Nous ne restons qu'une nuit à Vang Vieng et repartons pour Luang Prabang. A posteriori, c'est dommage, on aurait peut être y rester plus longtemps pour faire une rando, profiter des superbes paysages alentours... et changer notre impression sur cet endroit.

Arrivés à Luang Prabang... nous découvrons un monde différent.

Superbe ville classée au patrimoine mondial à L'Unesco, Luang Prabang est LA destination laotienne. A peine débarqués de notre bus (encore 4 heures!), nous nous retrouvons bloqués dans des embouteillages. Notre chauffeur de tuk tuk nous apprend que la cérémonie d'ouverture des jeux nationaux aura lieu demain! Résultat: tous les hotels bon marché sont pleins, occupés par les athlètes du pays et quelques routards. Mais le flair et l'expérience, ca s'improvise pas. Claire et Tony embarquent les p'tits jeunes dans les dédales de la ville et trouvent une auberge nickelle et pas chère - Sinon, Tony, la cheville ca va? Beaucoup mieux depuis l'équateur, merci!

Trois jours à Luang Prabang - programme: se re-po-ser et profiter! Nous abandonnons l'idée de nous rendre à la cérémonie d'ouverture: gratuite, il faut s'y rendre 4 heures avant pour espérer avoir une place. Nous optons pour une visite de la ville où nous retrouvons le Mekong que nous avions quitté à Pakse, mille kilomètres plus au sud... Comme dans tous les endroits « précieux » que nous avons visité, le temps passe trop vite à Luang Prabang... et il faut vite décider des prochaines étapes avec, en ligne de mire, le Vietnam... et plus de 24 heures de bus dans les collines laotiennes!

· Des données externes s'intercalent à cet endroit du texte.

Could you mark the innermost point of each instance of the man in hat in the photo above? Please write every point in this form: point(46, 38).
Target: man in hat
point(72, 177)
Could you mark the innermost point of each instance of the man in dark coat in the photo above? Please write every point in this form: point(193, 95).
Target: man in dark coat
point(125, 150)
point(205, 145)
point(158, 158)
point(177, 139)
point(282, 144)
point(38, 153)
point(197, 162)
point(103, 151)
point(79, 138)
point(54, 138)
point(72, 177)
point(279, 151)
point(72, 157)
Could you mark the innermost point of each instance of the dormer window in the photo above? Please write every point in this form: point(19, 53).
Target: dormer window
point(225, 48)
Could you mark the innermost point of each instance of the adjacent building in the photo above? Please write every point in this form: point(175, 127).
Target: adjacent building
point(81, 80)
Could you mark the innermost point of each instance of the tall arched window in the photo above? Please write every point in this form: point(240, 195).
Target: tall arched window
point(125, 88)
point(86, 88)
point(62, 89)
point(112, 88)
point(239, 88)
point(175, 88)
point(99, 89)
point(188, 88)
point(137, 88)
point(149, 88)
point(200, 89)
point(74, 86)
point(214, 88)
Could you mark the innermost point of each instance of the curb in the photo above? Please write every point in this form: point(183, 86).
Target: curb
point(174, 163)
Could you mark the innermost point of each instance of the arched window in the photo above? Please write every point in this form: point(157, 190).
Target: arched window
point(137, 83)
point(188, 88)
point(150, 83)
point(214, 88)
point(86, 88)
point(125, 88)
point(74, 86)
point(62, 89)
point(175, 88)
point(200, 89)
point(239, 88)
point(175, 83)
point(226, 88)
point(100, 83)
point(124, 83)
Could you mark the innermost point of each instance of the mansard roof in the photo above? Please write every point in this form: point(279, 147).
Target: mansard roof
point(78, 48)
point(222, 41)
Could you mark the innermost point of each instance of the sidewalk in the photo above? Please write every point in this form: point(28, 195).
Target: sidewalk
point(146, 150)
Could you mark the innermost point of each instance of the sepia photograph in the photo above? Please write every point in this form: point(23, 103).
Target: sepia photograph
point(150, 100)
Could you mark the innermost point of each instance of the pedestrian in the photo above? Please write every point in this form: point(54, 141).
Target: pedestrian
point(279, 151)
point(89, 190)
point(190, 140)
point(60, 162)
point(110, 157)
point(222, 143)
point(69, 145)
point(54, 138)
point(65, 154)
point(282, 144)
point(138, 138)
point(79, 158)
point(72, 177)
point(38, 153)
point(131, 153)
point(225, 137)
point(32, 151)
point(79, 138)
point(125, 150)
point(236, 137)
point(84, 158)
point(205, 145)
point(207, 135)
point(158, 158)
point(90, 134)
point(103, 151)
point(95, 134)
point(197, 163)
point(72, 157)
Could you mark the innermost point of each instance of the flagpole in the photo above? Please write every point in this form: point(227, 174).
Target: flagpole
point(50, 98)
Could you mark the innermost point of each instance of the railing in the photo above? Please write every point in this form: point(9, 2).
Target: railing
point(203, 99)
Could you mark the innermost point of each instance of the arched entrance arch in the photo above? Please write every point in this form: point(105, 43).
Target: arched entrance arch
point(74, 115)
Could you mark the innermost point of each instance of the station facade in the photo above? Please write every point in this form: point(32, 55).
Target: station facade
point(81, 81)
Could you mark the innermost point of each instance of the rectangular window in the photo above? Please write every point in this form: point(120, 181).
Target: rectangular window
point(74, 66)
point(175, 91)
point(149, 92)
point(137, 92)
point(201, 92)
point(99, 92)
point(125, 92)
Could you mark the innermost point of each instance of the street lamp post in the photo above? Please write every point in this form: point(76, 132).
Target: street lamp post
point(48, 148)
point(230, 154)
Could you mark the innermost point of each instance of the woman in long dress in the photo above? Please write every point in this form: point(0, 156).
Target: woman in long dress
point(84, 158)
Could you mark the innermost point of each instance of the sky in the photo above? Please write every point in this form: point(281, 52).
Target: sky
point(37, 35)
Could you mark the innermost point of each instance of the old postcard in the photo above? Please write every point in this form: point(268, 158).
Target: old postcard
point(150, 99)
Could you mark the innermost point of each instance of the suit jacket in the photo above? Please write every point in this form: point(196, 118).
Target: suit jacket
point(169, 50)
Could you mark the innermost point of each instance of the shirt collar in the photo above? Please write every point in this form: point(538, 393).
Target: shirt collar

A l'unanimité, le quatuor vote pour l'achat d'un billet d'avion: on fête Noël un peu avant l'heure...

SEE YA!

 

Prochain post depuis le Vietnam! Joyeux Noël à tous!

Pour notre part, nous serons dans un bus entre Ninh Bin et Hoi An... dans la nuit du 24 au 25... pensez à nous autant qu'on pense à vous!